外来通院中のNVAF患者14例(平均年齢70±6歳,男性9例)に対し,リバーロキサバン15mg 1日1回(11例)または10mg 1日1回(3例)を腎機能に応じて投与した。対象患者を新規投与群6例(これまで抗凝固薬を投与されておらず,リバーロキサバンを新規投与)と,切り替え群8例(平均PT-INR 1.7±0.2でコントロールされたワルファリンからリバーロキサバンに変更)に分け,リバーロキサバン投与前および4週間投与後のDダイマー値(ラテックス凝集法)を比較した。

●結果

対象患者の平均年齢は新規投与群72±7歳,切り替え群69±5歳,平均CHADS2スコアはそれぞれ1.5±0.8,2.0±1.5であった。

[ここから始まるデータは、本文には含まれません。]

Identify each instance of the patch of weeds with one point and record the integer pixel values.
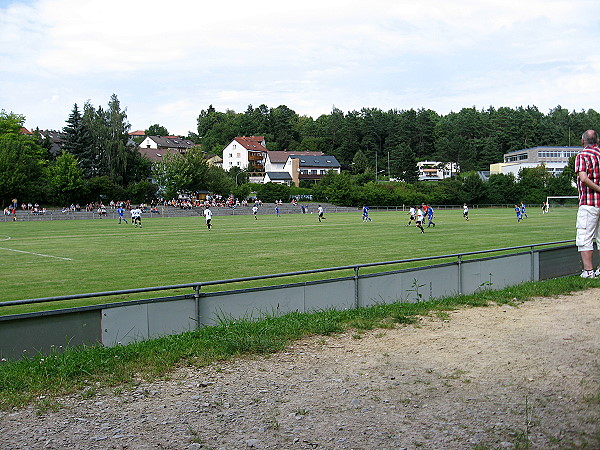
(456, 374)
(88, 393)
(442, 315)
(405, 320)
(361, 324)
(47, 405)
(273, 424)
(195, 436)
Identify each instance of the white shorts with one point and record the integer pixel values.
(587, 227)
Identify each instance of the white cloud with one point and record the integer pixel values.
(167, 61)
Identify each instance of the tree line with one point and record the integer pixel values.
(98, 160)
(472, 138)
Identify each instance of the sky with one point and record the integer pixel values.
(168, 61)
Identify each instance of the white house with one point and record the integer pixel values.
(555, 159)
(310, 167)
(275, 160)
(245, 152)
(435, 170)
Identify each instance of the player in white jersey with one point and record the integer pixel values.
(136, 217)
(208, 216)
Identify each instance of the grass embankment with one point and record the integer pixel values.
(41, 379)
(62, 257)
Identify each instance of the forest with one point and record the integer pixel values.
(98, 161)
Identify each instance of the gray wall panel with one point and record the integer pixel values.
(338, 294)
(559, 262)
(44, 333)
(506, 271)
(171, 317)
(124, 324)
(409, 286)
(250, 304)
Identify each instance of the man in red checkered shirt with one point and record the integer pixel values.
(587, 167)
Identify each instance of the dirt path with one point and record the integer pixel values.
(495, 377)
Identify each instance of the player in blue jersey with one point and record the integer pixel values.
(366, 217)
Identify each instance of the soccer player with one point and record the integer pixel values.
(208, 216)
(136, 216)
(120, 211)
(430, 216)
(320, 212)
(419, 221)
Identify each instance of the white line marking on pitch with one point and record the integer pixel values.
(36, 254)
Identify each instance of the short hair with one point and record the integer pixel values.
(590, 137)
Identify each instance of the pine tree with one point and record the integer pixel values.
(77, 141)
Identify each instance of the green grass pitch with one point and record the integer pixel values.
(61, 257)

新規投与群のリバーロキサバン投与前(抗凝固薬無投与時)のDダイマー値は1.02±0.61μg/mLであったが,リバーロキサバン投与により0.42±0.22μg/mLと有意に低下した(p<0.01)。切り替え群のDダイマー値はリバーロキサバン投与前(ワルファリン投与時)が0.26±0.11μg/mL,リバーロキサバンに変更後が0.28±0.20μg/mLで,有意な変動は認められなかった。新規投与群と切り替え群の比較では,リバーロキサバン投与前のD-ダイマー値は新規投与群のほうが切り替え群より有意に高かったが(p<0.01),投与後は両群で有意差を認めなかった。

●結論

抗凝固療法をうけるNVAF患者において,Dダイマー値を抗凝固状態の指標とした場合,リバーロキサバンは凝固亢進状態にあるNVAF患者のD-ダイマー値を有意に低下させ,良好にコントロールされたワルファリンと同程度の抗凝固作用を発揮している可能性が示唆された。

文献

  • Sadanaga T, et al. Evidence that D-dimer levels predict subsequent thromboembolic and cardiovascular events in patients with atrial fibrillation during oral anticoagulant therapy. J Am Coll Cardiol 2010; 55: 2225-31.
  • Lip GY, et al. Increased markers of thrombogenesis in chronic atrial fibrillation: effects of warfarin treatment. Br Heart J 1995; 73: 527-33.
  • Araki T, et al. Comparison of D-dimer levels among non-valvular atrial fibrillation patients receiving aspirin, warfarin, or novel oral anticoagulant therapy. Circ J 2014: 78 (Supplement I); PJ-043 (abstract).